ZigZag-Project/zigzag-v1

Memory cannot hold all the data when doing architecture search

BrianQian1999 opened this issue · 6 comments

Hi,

I'm trying to run some architecture search for some NN layers, with default memory_pool_exploration.yaml, but got something like Memory Scheme 1 cannot hold all the data in NN Layer 2 .

My understanding is that the candidates in the memory pool are not large enough to process the layers, so I'm confused how do you conduct the case study 2 (memory hierarchy search) in your paper, as the layers in DarkNet19 would always lead to Memory Scheme * cannot hold all the data. Maybe you were using a custom memory pool?

BR/Brian

Meanwhile, it is quite weird that in stdout:
Required memory size: 13824 <-> Available memory size: 16777216

asyms commented

Hi Brian,

Yes it is correct that in the paper a custom memory pool was used to conduct that case study.

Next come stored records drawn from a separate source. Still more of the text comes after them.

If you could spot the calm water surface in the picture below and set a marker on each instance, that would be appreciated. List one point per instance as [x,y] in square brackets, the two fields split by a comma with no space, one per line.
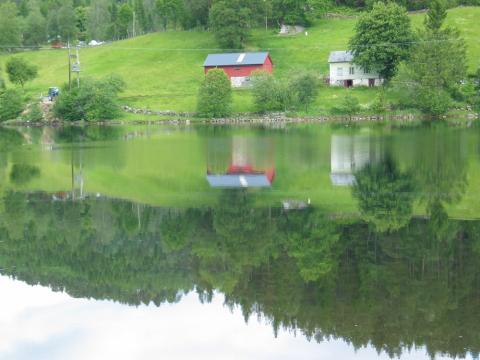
[303,242]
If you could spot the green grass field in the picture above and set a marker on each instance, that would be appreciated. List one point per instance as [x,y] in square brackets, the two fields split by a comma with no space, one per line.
[163,71]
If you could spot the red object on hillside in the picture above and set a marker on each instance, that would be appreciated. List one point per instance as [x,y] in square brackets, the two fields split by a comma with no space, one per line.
[239,66]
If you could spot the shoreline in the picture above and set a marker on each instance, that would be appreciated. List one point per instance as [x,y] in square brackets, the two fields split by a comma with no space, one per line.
[255,119]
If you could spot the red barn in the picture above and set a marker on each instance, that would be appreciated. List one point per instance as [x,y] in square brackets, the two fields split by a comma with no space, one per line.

What other settings were you running zigzag with? If you could upload the yaml files here, I will investigate the issue further.

Kind regards,
Arne

Hi Arne,

The inputs I'm using is attached here.
I'm running python3 top_module.py --arch inputs/architecture.yaml --set inputs/settings.yaml --mempool inputs/memory_pool_exploration.yaml --map inputs/mapping.yaml

Best,
Brian

Hi Brian,

There was a printing issue in the memory hierarchy checking function (thank you for helping us catch the bug :) ). Now the issue is fixed. So, if you rerun the code, the new printed info for your case should be:
"Memory Scheme XX cannot hold all the data in NN Layer 1. | Required memory size: 28155584 <-> Available memory size: 16777216 (unit: bit)".

Note that the dimension of DarkNet19 Layer 1 is: {'B': 1, 'K': 32, 'C': 3, 'OX': 224, 'OY': 224, 'FX': 3, 'FY': 3, ...}, and you have set the data precision to be 16-bit for all operands, in which case

the Input activation size is: 3 * 226 * 226 * 16 = 2,451,648 bits
the Output activation size is: 32 * 224 * 224 * 16 = 25,690,112 bits
and the Weight size is: 32 * 3 * 3 * 3 * 16 = 13,824 bits
In total, the data size is: 2,451,648 + 25,690,112 + 13,824 = 28,155,584 bit

So, the way to solve your issue is to set the top memory in your system to be more than 28,155,584 bits.

Best regards,
Linyan

I see, thanks for answering.

Best,
Brian